# Clam drill plate.



## Mrfish989 (Dec 6, 2020)

Who all runs one and what was your first impression. I was blown away at how easily it allows u to cut holes. Cheap 7" Eskimo auger. And milwaukee 18v fuel drill cut like a warm knife thru butter but could use an extension for the auger 


Sent from my moto e6 using Michigan Sportsman mobile app


----------



## SkiSoloII (Feb 8, 2011)

I love mine. I've used a Rigid hammer drill and a 5" Lazer hand auger bit for several years. I got a 7" one last year, but only drilled a few holes. The plate worked well, don't know about battery life yet with the larger bit.


----------



## chuckinduck (May 28, 2003)

I also have one and run the ridgid octane with a 9ah battery and 4” lazer auger. That 4” is almost comical how fast it goes. I have an 8” as well but have yet to use it. I did order the extension last year and it’s much nicer not having to bend over as much. 


Sent from my iPhone using Michigan Sportsman


----------



## BUCK/PIKE (Oct 24, 2011)

2 yrs ago the first time i fished with Spyrtle he had 1 and my buddies and I were floor boarded by how great it worked.
The following season both my buddies and i have them and there awesome.
We all use Milwaukee m18 fuel just like Bob.
We run 8" lazers and amazed how many holes you can drill..
Meeting and fishing with spyrtle was costly.
As well as clam plates and drills we all bought frabil bait station coolers like Bobs.


----------



## sureshot006 (Sep 8, 2010)

I have tried with and without the clam plate. 8" lazer and Dewalt hammer drill.

The clam plate does add weight, but it is sooooo much nicer to hang onto when drilling that it is well worth it. Helps handle the torque much better. And it keeps the drill up off the snow/ice.

Definitely need the extension to avoid bending over a lot. And I've seen where it can't or barely has made it through the ice without an extension. The lazer bit is quite short on its own since it is meant to have the manual handle attached.


----------



## daddyduck (Nov 2, 2001)

Yes I love my clam plate too.


----------



## Mrfish989 (Dec 6, 2020)

Money well spent 


Sent from my moto e6 using Michigan Sportsman mobile app


----------



## Stand By (Jan 23, 2015)

+1 here. Just be careful with the trigger when moving it around.


----------



## Tracker83 (Jun 21, 2005)

LOVE my clam plate. I have it outfitted with a 6" mora, Milwaukee M18 fuel hammer drill, and 6ah battery. Can't imagine ever needing any more than that.


----------



## Bill Fred Bear (Nov 10, 2011)

I love this set up also. Milwaukee Fuel / Clam Plate / Strike Master Lite Flite auger (I think that's the name of the auger).
This combination works wonderful and I would never go back to a combustible set up.
I've never exceeded the battery capacity let alone I have another battery for back up.
The plate is cool for a number of reasons but keeping the drill off the ice is another good benefit.


----------



## walleyerick (Sep 30, 2004)

I have it set up with Milwaukee fuel 18 and switch between 6 and 8 inch augers depending on what I'm fishing for. It is awesome in my opinion. My buddies have all gone out and got them as well after seeing mine in action.


----------



## bigbuckmiddaugh (Oct 16, 2005)

Really like it! Keeps drill off ice too. Rigid octane with 8 inch lazer.
And gives something to hang on too when the lazer sometimes grab bottom of hole. Lol


----------



## toppm (Dec 30, 2010)

I've got one for sale in the Grand Rapids area. $50.
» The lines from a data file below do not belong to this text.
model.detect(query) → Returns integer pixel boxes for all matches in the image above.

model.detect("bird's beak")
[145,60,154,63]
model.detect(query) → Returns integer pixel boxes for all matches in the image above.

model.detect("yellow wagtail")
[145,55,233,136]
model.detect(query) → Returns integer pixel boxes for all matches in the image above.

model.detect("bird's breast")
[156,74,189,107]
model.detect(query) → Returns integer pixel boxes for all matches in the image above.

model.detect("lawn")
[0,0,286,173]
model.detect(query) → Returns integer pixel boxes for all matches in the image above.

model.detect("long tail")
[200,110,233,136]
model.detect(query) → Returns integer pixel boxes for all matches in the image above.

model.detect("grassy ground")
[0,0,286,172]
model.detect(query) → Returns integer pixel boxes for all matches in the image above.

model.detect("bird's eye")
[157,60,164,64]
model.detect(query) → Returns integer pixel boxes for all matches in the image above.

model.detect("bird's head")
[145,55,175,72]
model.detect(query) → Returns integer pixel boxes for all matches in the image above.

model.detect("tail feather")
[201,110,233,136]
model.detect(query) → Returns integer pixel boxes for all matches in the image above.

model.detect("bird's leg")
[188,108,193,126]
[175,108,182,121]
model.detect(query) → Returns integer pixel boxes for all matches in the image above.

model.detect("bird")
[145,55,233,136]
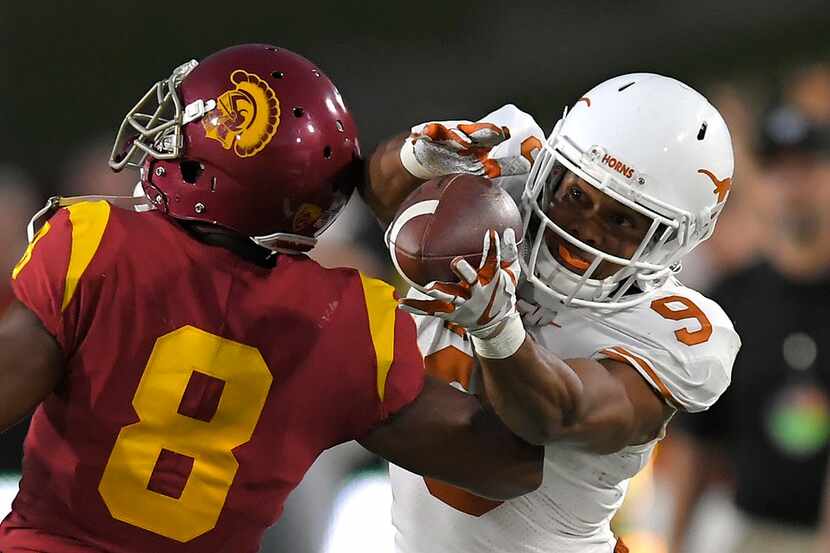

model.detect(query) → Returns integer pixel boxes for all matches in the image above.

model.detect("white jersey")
[390,106,740,553]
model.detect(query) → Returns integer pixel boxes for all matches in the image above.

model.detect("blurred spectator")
[672,95,830,553]
[0,165,40,470]
[679,84,763,291]
[61,137,138,196]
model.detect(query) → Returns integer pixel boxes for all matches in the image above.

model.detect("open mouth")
[558,243,591,272]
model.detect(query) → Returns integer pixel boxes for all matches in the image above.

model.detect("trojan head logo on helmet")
[110,44,360,252]
[202,69,280,157]
[522,73,734,309]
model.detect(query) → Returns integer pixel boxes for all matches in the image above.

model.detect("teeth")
[559,244,591,271]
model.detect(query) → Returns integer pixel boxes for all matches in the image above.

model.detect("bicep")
[0,301,63,432]
[561,359,674,453]
[360,132,424,224]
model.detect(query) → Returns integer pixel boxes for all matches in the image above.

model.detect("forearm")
[479,337,583,444]
[360,379,544,500]
[360,132,424,225]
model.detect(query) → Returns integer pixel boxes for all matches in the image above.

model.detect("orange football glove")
[401,122,530,179]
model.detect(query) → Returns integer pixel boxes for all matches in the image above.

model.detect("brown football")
[388,174,522,286]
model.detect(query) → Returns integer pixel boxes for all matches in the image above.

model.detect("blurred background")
[0,0,830,553]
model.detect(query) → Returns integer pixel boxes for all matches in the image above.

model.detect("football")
[387,174,522,286]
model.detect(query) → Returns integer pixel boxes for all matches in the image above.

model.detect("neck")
[179,221,277,269]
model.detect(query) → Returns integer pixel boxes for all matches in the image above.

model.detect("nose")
[568,222,602,249]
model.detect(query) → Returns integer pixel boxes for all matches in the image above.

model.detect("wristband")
[470,313,527,359]
[401,138,436,180]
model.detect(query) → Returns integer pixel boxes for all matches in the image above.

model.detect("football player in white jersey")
[363,73,740,553]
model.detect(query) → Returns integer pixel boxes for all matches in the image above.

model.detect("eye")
[568,186,583,200]
[611,213,634,228]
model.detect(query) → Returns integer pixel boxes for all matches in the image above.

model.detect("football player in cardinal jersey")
[0,44,542,553]
[362,74,740,553]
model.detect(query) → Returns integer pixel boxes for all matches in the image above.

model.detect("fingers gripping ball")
[387,174,522,289]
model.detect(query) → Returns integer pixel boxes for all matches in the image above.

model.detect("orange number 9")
[651,296,712,346]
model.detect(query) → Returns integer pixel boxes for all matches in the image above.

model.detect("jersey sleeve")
[11,201,110,355]
[360,274,424,419]
[594,289,741,413]
[407,288,475,392]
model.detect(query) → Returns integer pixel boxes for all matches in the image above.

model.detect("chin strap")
[26,195,156,242]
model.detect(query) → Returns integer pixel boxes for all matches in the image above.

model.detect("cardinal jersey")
[390,280,740,553]
[0,202,423,553]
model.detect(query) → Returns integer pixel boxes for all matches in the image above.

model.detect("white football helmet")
[522,73,734,309]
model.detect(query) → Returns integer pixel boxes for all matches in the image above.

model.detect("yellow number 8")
[98,326,272,542]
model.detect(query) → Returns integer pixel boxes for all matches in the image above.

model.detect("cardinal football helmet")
[522,73,734,308]
[110,44,360,252]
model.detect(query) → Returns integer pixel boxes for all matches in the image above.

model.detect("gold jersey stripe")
[12,221,52,280]
[360,274,398,401]
[61,201,110,311]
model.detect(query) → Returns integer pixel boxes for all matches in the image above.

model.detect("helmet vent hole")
[179,159,205,184]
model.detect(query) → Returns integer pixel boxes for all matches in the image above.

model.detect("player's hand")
[399,229,521,338]
[401,122,531,179]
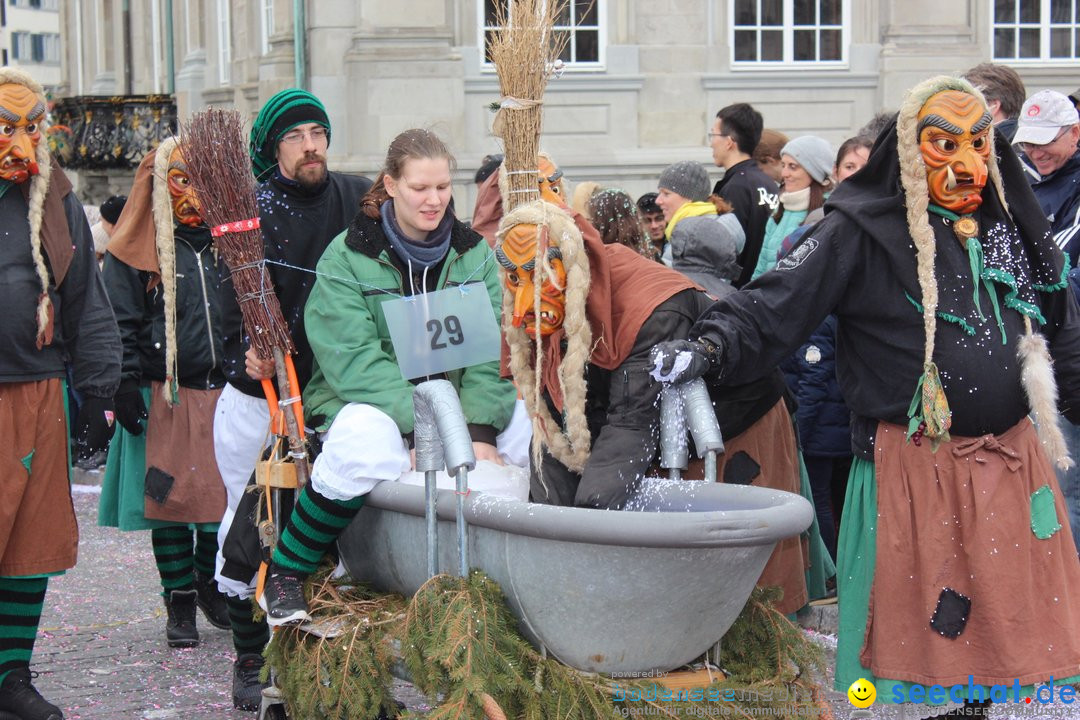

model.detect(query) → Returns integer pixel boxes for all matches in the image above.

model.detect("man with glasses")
[214,89,372,710]
[705,103,780,287]
[1013,90,1080,268]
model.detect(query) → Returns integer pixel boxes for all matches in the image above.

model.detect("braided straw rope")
[150,137,181,407]
[499,201,593,473]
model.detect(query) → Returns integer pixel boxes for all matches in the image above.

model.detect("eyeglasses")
[1016,125,1072,154]
[281,127,328,145]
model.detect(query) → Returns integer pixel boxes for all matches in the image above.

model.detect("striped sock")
[225,595,270,655]
[271,483,364,574]
[150,525,195,597]
[194,530,217,578]
[0,578,49,682]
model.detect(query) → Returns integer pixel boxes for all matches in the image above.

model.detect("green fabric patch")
[1031,485,1062,540]
[904,293,975,337]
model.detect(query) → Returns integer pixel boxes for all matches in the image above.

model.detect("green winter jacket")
[303,214,517,441]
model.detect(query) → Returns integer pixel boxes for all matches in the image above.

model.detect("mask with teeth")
[166,146,202,227]
[917,90,993,215]
[495,223,566,338]
[0,83,45,182]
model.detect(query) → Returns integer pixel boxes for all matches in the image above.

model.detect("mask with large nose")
[0,83,45,184]
[495,223,566,338]
[917,90,993,215]
[166,146,202,227]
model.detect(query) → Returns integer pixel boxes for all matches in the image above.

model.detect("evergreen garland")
[267,571,832,720]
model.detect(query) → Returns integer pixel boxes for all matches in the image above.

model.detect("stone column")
[343,0,464,172]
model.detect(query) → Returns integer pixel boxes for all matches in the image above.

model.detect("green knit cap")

Sent from my SM-G970U using Michigan Sportsman mobile app


----------



## thill (Aug 23, 2006)

Just set mine up. This thing looks legit! Fresh blades on my 8" lazer and a new milwaukee fuel. Ready to rip through some ice!


----------



## Mrfish989 (Dec 6, 2020)

Let her eat 


Sent from my moto e6 using Michigan Sportsman mobile app


----------



## on a call (Jan 16, 2010)

thill said:


> Just set mine up. This thing looks legit! Fresh blades on my 8" lazer and a new milwaukee fuel. Ready to rip through some ice!
> 
> View attachment 628959
> View attachment 628961


Looks great...but now we will not see any ice  
I do like it though.


----------



## jiggin is livin (Jan 7, 2011)

Anyone try one on a 10" bit? 

If I was pissing around on an inland lake I could stomach fishing through 8", but it would bother me. I am so used to fishing the Bay for walleye and perch that I almost hate using even 8" holes, but I will if needed. 
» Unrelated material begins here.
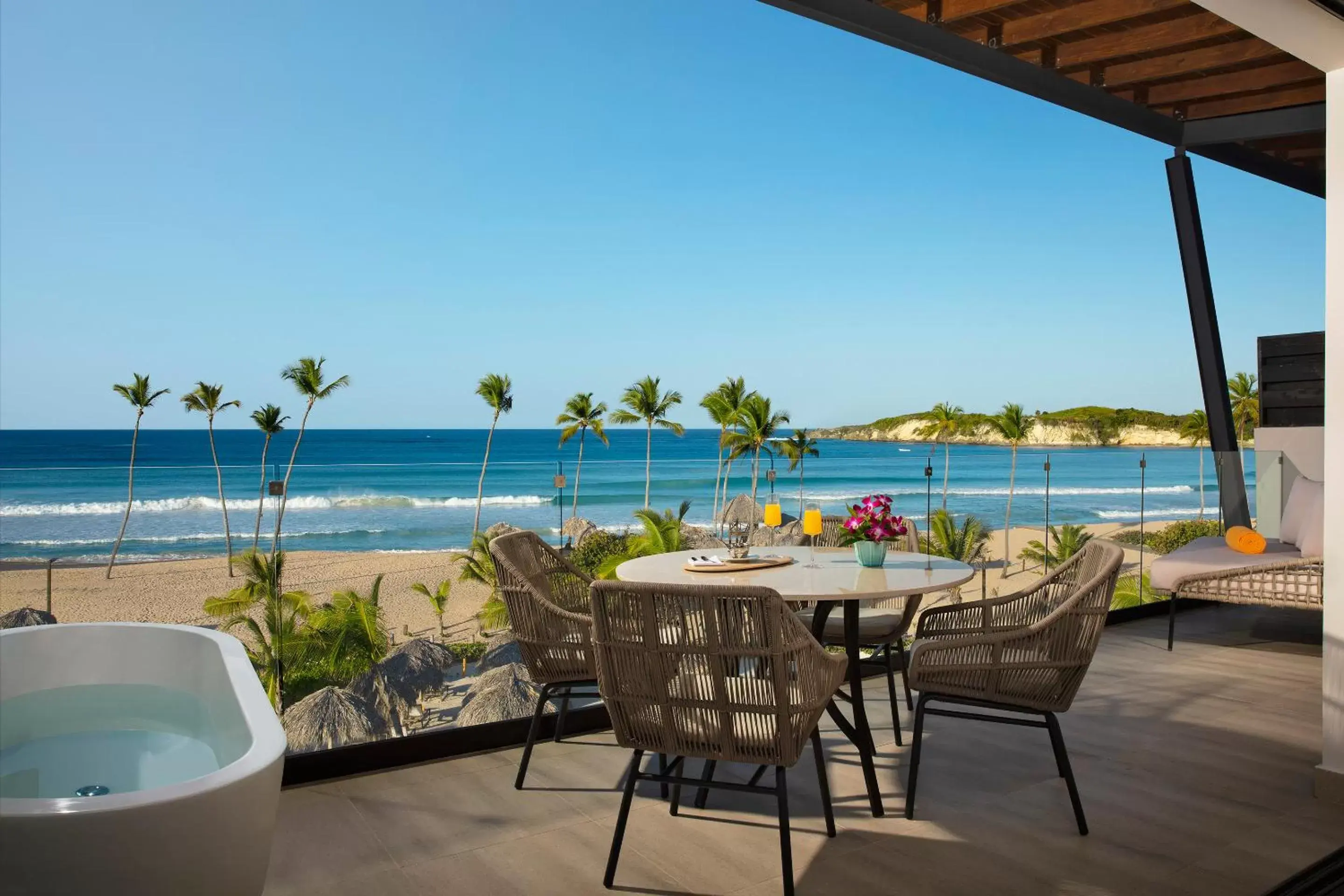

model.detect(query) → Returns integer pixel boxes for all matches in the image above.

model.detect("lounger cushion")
[1278,476,1325,544]
[1149,535,1302,591]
For perch I want to see. So that is usually 2 or 3 holes with my jiffy. 

I really like the idea though and after seeing my cousins work the other day I was really impressed with how good it cut, no idea on the set up though. Other than the bit is just too small for me.

Other electric augers do not impress me at all. The Ion is terrible. You can't cut two holes at all without the bit slipping into the other hole. I can set my jiffy down anywhere and it cuts exactly where I tell it to. 
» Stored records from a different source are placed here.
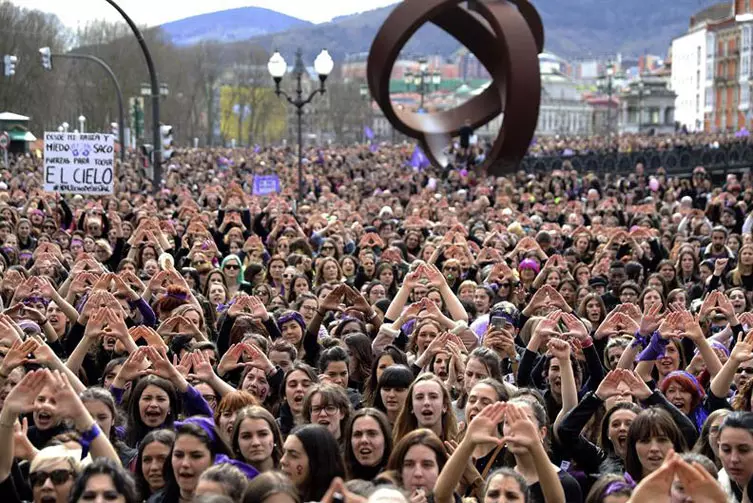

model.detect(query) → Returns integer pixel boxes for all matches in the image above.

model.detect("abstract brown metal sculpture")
[367,0,544,175]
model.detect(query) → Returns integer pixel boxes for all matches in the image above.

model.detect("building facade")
[620,75,677,134]
[670,27,708,131]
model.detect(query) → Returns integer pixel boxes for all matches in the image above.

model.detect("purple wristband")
[630,330,648,349]
[638,331,669,362]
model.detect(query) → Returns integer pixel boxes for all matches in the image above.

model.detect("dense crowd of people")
[0,137,753,503]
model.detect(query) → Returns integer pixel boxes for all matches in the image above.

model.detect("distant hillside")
[244,0,715,61]
[161,7,313,46]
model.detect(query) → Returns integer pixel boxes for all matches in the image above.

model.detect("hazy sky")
[11,0,397,27]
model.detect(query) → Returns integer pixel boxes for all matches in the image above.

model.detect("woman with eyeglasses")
[303,384,351,447]
[266,255,288,295]
[0,369,119,503]
[319,239,338,260]
[285,274,311,304]
[25,445,81,503]
[220,255,244,297]
[314,257,343,286]
[133,430,175,500]
[282,266,298,302]
[70,459,140,503]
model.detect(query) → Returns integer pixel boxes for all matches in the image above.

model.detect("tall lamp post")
[267,49,335,203]
[405,58,442,111]
[599,61,614,145]
[105,0,162,194]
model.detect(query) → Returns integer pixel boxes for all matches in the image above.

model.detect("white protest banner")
[43,133,115,194]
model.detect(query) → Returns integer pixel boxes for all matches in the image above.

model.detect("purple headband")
[167,292,188,300]
[664,370,706,398]
[693,341,729,357]
[277,311,306,332]
[601,472,635,499]
[518,258,540,274]
[21,295,50,306]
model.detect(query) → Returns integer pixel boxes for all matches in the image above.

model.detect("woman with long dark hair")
[280,424,345,501]
[344,408,392,480]
[231,405,283,472]
[133,430,175,500]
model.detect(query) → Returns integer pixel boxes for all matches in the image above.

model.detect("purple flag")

Just curious. I like this for a lighter set up for walking.


----------



## sureshot006 (Sep 8, 2010)

jiggin is livin said:


> Anyone try one on a 10" bit?
> 
> If I was pissing around on an inland lake I could stomach fishing through 8", but it would bother me. I am so used to fishing the Bay for walleye and perch that I almost hate using even 8" holes, but I will if needed.
> 
> ...


The bit slipping is the cutting design. Need that chisel point to keep it in one place.

Clam makes a gearbox. If I can drill well without it using an 8" auger, I would bet it will turn a 10" with that gear reduction. Slower of course, but if you want a leg, phone, vex swallowing hole to fish in by way of a battery powered drill, its probably the way to go.


----------



## sureshot006 (Sep 8, 2010)

Here is a product description of the gear reducer


----------



## jiggin is livin (Jan 7, 2011)

sureshot006 said:


> The bit slipping is the cutting design. Need that chisel point to keep it in one place.
> 
> Clam makes a gearbox. If I can drill well without it using an 8" auger, I would bet it will turn a 10" with that gear reduction. Slower of course, but if you want a leg, phone, vex swallowing hole to fish in by way of a battery powered drill, its probably the way to go.


definitely more area to loose things, and believe me I have. It is the trade off, but I have learned to mitigate risk pretty well over the years. You just have to understand that the hole becomes a force field and anything even kinda able WILL fly directly into it. 

Trust me, I know it is annoying, but I just can't do those small holes. Especially walleye fishing.


----------